Sehingga saluran secara linear sudah kadung tidak bisa diharapkan. Sehingga gerakan rakyat yang dikenal dengan istilah people power sebagai saluran non-linear yang menjadi pilihan. Juga konstitusional. Pernah terjadi di Indonesia.
Pada tulisan ini penulis tidak mengupas tentang banyaknya aspek yang telah dilanggar. Sudah banyak tulisan dan podcast secara rinci yang menggambarkannya. Point yang dipilih adalah tentang dugaan korupsi, kolusi, dan nepotisme (KKN) dari Jokowi dan keluarganya.
Tentang hal tersebut sebenarnya data dan fakta oleh seorang dosen yang juga aktivis 98, Dr. Ubaidillah Badrun (Ubed). Pada tahun yang lalu telah disampaikan “pelaporan” kepada KPK. Belum ada kelanjutan prosesnya oleh KPK. Sepertinya “diendapkan” setelah presiden berganti.
Hanya dalam waktu sekitar tujuh tahun jadi presiden, anak-mantu Jokowi langsung menguasai bisnis dan politik. Enak hidup sebagai anak presiden, tidak perlu meniti dari bawah. Langsung loncat pada undakan tinggi.
Gibran sang anak jadi Walikota Solo. Sedangkan Bobby sang menantu Walikota Medan. Belakangan muncul pula wacana memproyeksikan Gibran jadi Gubernur Jakarta atau Gubernur Jawa Tengah. Bahkan konon Prabowo “ingin menyunting” Gibran jadi cawapresnya.
Sedangkan Kaesang sangat berambisi menjadi walikota Depok, Jawa Barat, katanya sudah direstui keluarga (Jokowi) untuk menempati posisi tersebut. Enak tenan. Anak Presiden.
Dalam bisnis pun. Tak tanggung-tanggung aset bisnis kedua anak lelaki Jokowi ini. Langsung meroket pula. Capaian ratusan miliar tidak perlu susah-susah. Kekayaan mereka tajir melintir, istilah gen Z.
CNBC Indonesia online, menyebut bisnis tersebut bergerak di sektor makanan dan minuman hingga fashion. Tidak jelas benar apakah produk-produk ini laku dan disukai oleh masyarakat. Namun supply dana ratusan miliar dengan mudah mereka dapatkan dari “partner” oligarki. Kasus ini salah satu sangkaan terjadinya money laundering yang disampaikan oleh Ubed ke KPK.

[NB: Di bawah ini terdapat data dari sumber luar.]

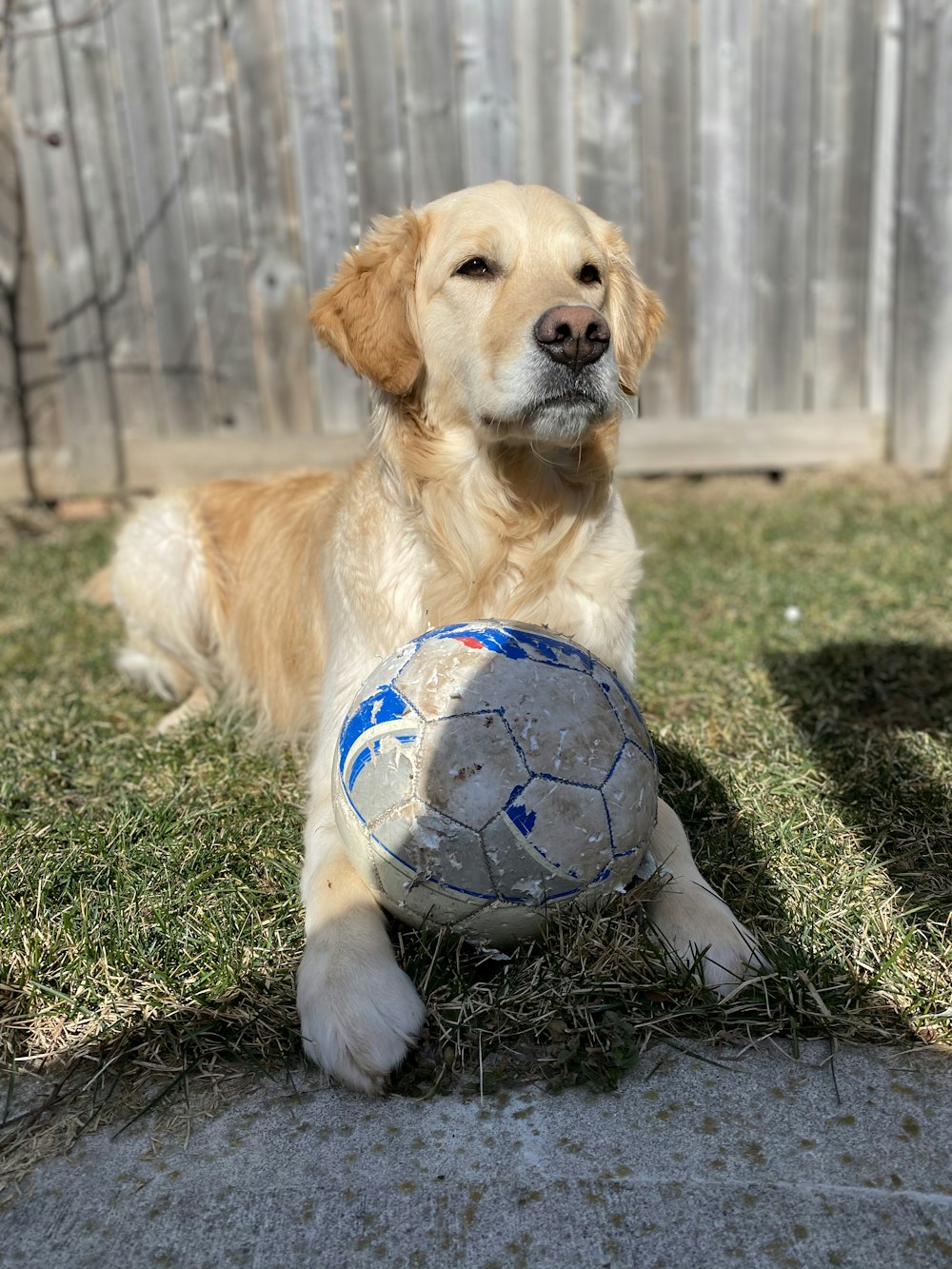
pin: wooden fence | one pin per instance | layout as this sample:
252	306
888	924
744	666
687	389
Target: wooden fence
179	175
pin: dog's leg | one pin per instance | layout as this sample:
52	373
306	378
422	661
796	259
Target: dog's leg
198	702
360	1012
160	587
691	919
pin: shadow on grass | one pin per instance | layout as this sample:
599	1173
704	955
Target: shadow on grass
872	715
815	990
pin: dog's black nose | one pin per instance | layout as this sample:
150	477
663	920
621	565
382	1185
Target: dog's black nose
573	335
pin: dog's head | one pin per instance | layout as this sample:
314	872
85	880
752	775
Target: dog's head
506	306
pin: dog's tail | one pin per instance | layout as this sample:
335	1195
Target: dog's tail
99	587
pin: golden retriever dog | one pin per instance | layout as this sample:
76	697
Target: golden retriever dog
499	327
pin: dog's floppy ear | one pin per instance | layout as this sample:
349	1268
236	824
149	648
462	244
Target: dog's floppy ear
365	313
635	313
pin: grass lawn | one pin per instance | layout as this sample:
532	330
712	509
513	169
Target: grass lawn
796	670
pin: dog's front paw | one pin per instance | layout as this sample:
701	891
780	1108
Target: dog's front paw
691	921
360	1014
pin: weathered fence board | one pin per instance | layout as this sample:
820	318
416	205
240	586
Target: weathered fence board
664	243
433	132
193	170
375	104
882	302
61	232
605	119
783	205
546	94
212	213
923	391
486	90
277	281
843	175
156	175
327	194
726	236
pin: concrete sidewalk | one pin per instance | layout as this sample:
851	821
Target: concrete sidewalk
769	1161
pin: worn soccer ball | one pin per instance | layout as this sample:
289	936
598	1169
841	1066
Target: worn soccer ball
489	773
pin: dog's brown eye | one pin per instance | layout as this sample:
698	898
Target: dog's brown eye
475	268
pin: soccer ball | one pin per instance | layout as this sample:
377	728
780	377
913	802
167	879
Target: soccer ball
487	773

Dalam tulisannya Arief Gunawan, pemerhati sejarah yang juga wartawan senior, bahwa pada esensinya praktik dugaan KKN dinasti Jokowi ternyata lebih ganas dan merusak dibandingkan dengan dinasti Soeharto.

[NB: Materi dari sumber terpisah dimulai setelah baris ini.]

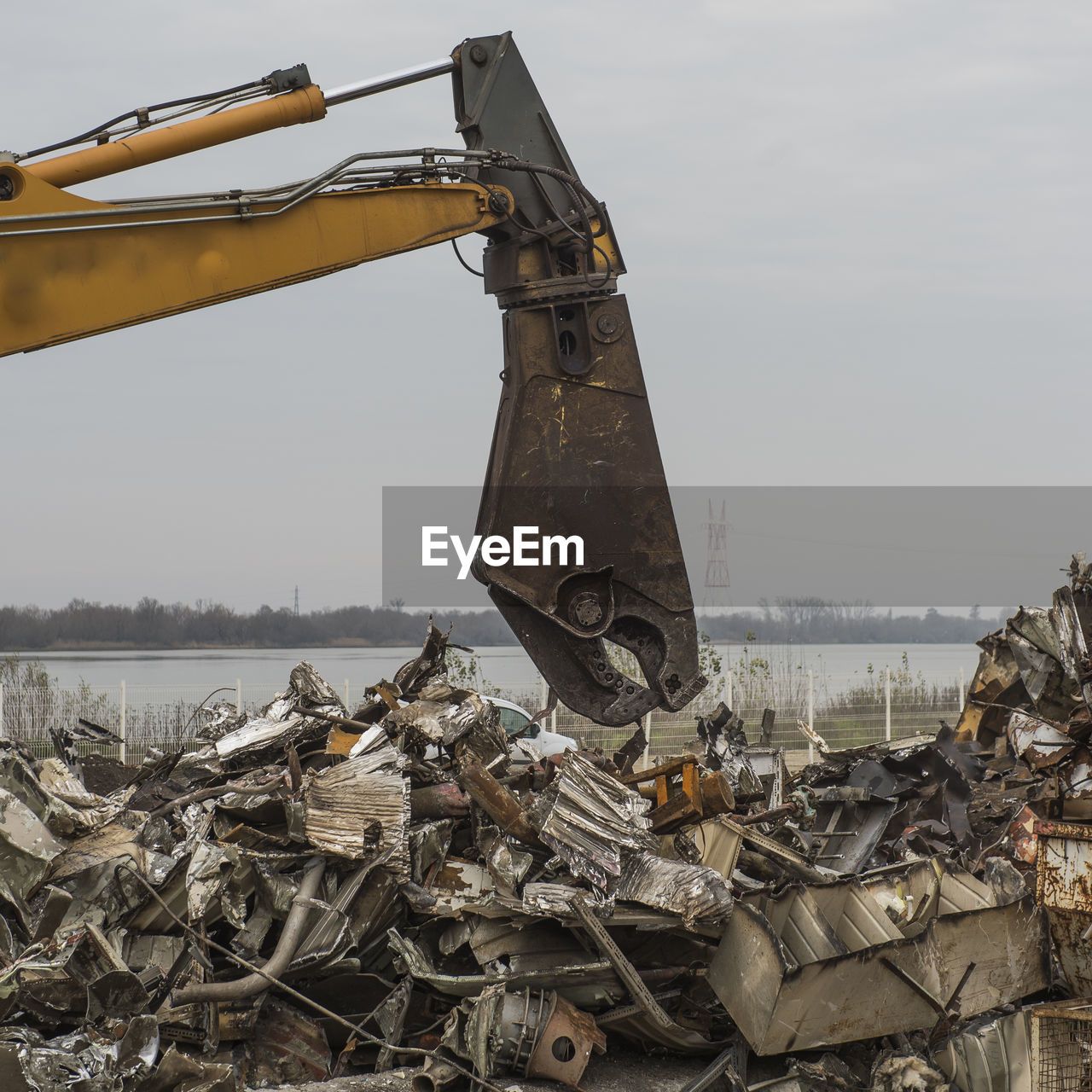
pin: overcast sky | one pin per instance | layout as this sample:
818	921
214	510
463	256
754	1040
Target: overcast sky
857	236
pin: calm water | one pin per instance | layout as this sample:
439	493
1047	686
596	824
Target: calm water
505	665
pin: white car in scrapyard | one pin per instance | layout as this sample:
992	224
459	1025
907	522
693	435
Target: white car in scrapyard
529	743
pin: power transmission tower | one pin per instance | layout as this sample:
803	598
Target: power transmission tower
714	593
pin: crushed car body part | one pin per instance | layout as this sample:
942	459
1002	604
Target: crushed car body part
291	936
1064	888
805	969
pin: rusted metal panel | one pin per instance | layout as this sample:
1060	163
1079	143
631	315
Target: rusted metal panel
817	983
1064	887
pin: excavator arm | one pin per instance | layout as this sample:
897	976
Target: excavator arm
573	444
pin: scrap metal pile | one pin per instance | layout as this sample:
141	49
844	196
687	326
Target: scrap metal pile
317	892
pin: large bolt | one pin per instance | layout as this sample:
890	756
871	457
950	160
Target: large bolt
585	609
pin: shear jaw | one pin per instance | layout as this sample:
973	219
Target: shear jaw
579	669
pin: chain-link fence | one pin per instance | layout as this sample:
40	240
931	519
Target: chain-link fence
845	710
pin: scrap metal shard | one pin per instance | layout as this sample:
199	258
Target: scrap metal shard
823	964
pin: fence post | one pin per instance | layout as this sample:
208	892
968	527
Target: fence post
121	722
811	712
887	703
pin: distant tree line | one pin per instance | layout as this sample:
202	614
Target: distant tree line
827	621
154	624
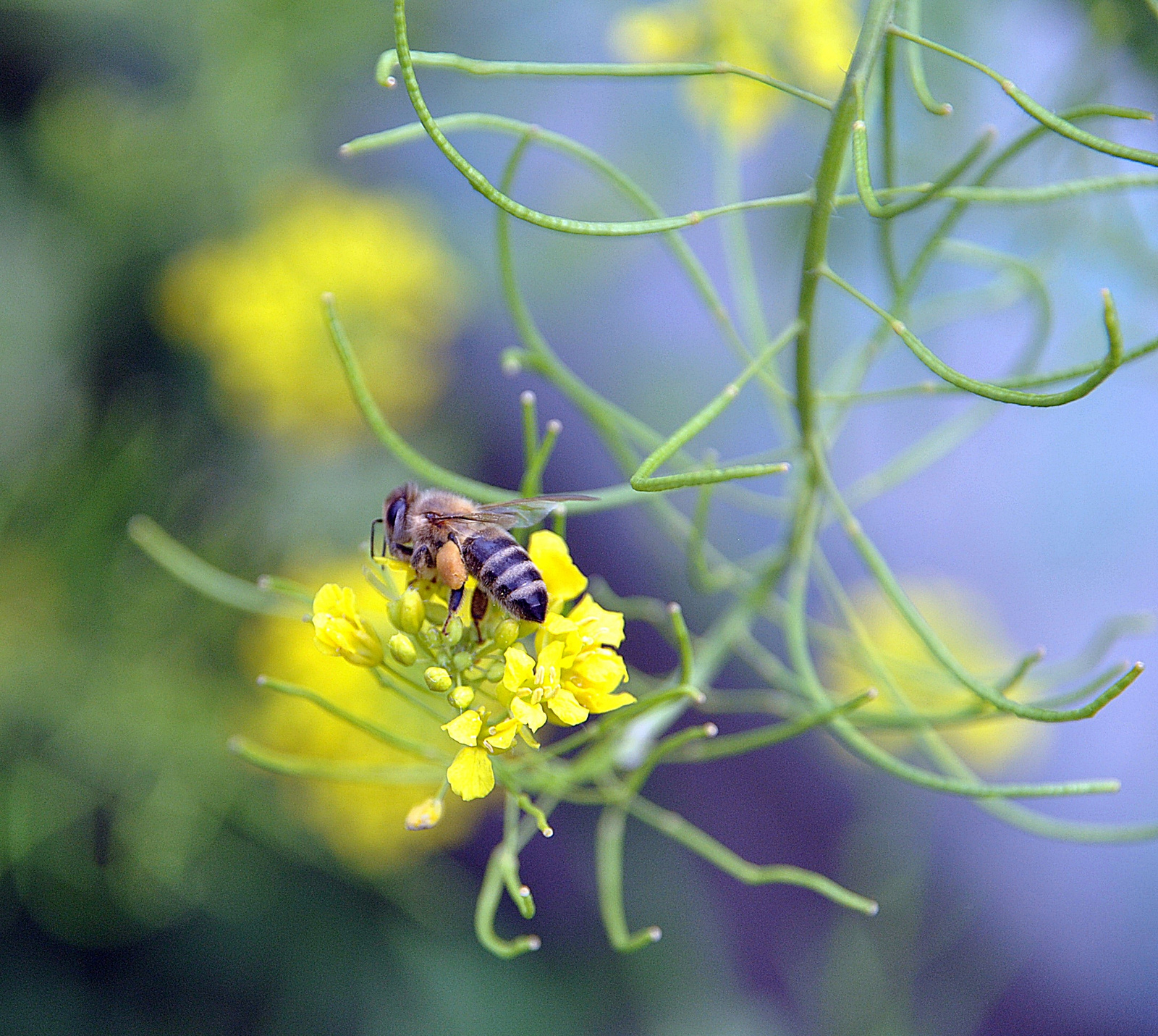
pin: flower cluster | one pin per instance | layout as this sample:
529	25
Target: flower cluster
802	40
918	685
498	683
250	306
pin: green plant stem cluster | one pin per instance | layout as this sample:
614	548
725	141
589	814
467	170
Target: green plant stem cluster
607	762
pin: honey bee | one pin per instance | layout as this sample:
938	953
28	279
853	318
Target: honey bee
447	536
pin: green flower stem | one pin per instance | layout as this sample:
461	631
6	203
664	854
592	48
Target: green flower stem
527	403
287	588
492	194
1036	195
1030	380
1088	688
750	741
411	692
489	896
633	70
1060	125
743	276
936	189
644	481
366	725
536	815
702	577
638	197
609	877
519	893
533	476
989	389
886	243
936	240
797	641
683	642
909	12
937	648
426	470
613	496
179	561
669	746
1100	641
827	183
935	746
680	830
620	229
751	702
1018	816
283	763
924	453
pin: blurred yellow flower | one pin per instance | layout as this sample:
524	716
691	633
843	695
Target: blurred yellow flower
804	42
364	824
253	306
967	626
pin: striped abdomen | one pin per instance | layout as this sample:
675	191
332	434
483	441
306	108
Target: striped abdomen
507	573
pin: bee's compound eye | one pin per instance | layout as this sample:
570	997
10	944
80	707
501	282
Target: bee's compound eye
394	513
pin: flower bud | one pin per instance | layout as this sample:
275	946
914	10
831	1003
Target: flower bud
438	679
461	696
426	815
507	634
403	649
413	611
339	629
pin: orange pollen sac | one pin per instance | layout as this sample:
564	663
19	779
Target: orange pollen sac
451	569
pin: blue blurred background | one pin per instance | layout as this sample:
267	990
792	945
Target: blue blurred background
173	204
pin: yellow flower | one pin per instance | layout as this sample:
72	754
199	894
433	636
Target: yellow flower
465	728
472	775
426	815
806	42
553	559
339	629
252	306
967	626
362	823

Ini “merupakan salah satu” alasan kenapa Jokowi harus cawe-cawe supaya selamat sekeluarga. Jika demikian sebenarnya bukan demi menyelamatkan bangsa. Tapi kepanikan.
Sejatinya Jokowi lupa dengan petitih jawa kuno “Yen urip mung isine isih nuruti nepsu, sing jenenge mulya mesti soyo angel ketemu“. Jika hidup masih dipenuhi dengan nafsu, kemuliaan hidup akan semakin sulit ditemukan.

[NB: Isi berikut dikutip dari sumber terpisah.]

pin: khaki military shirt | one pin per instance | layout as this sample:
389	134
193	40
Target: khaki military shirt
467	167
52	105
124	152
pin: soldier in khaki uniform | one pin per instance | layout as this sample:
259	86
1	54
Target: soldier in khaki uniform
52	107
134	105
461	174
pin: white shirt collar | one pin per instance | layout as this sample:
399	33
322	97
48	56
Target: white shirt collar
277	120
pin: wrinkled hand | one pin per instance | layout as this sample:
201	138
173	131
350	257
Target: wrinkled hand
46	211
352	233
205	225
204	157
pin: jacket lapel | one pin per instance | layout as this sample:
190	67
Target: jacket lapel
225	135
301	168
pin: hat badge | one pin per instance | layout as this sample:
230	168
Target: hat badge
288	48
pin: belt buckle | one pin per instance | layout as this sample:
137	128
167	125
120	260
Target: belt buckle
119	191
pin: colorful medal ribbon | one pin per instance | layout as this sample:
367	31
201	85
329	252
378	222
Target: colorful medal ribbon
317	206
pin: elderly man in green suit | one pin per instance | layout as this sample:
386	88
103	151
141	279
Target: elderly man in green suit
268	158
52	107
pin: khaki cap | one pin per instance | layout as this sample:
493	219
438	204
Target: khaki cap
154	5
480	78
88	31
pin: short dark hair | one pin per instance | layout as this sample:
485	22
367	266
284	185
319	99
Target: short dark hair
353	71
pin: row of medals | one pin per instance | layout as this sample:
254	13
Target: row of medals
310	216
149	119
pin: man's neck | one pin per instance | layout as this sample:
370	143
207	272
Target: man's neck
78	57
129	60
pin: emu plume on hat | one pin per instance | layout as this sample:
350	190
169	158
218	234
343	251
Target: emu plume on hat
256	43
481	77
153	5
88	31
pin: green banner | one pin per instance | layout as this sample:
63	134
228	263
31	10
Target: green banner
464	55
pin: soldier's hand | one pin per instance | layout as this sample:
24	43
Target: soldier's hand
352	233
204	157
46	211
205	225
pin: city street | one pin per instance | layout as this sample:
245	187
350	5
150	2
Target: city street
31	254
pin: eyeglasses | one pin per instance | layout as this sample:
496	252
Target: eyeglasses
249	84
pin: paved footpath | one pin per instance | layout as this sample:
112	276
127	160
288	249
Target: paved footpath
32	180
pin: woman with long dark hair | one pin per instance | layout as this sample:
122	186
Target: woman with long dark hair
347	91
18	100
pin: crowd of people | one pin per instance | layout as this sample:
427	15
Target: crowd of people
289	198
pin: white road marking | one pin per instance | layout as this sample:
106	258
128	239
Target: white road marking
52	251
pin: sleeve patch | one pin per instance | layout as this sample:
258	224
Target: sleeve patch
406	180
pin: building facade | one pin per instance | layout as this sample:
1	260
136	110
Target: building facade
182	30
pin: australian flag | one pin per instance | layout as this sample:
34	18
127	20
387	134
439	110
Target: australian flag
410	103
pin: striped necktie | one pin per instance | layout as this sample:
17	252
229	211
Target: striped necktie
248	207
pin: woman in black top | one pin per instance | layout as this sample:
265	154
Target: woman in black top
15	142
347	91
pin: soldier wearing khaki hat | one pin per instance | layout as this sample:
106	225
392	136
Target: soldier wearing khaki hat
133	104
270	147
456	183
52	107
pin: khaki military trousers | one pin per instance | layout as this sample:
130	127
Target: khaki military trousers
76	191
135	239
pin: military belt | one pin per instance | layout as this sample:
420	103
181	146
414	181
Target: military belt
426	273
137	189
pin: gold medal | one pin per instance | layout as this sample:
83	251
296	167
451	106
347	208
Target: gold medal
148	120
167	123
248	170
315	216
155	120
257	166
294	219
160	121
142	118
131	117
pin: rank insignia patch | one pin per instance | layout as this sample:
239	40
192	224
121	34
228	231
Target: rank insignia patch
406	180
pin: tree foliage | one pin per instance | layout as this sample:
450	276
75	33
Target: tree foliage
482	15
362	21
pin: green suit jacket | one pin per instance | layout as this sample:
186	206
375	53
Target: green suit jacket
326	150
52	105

Namun tentu sudah terlambat karena petitih berikutnya “Becik ketitik, ala ketara.” Perbuatan baik akan selalu dikenali, dan perbuatan buruk nantinya juga akan diketahui juga.
Ambisi pribadi Jokowi memanfaatkan jabatan sebagai Presiden cawe-cawe pada pemilu dan pilpres memenangkan pilihannya. Agar Jokowi dan keluarganya selamat. Harus mendapatkan perlawanan yang luas dari masyarakat. Saluran non-linear berupa people power sangat mungkin terjadi.
Ingat sejarah Soeharto jatuhnya karena KKN anak-anaknya.
(Penulis adalah pemerhati kebijakan publik, yang juga aktivis Pergerakan 77-78 dan Sekjen FKP2B.)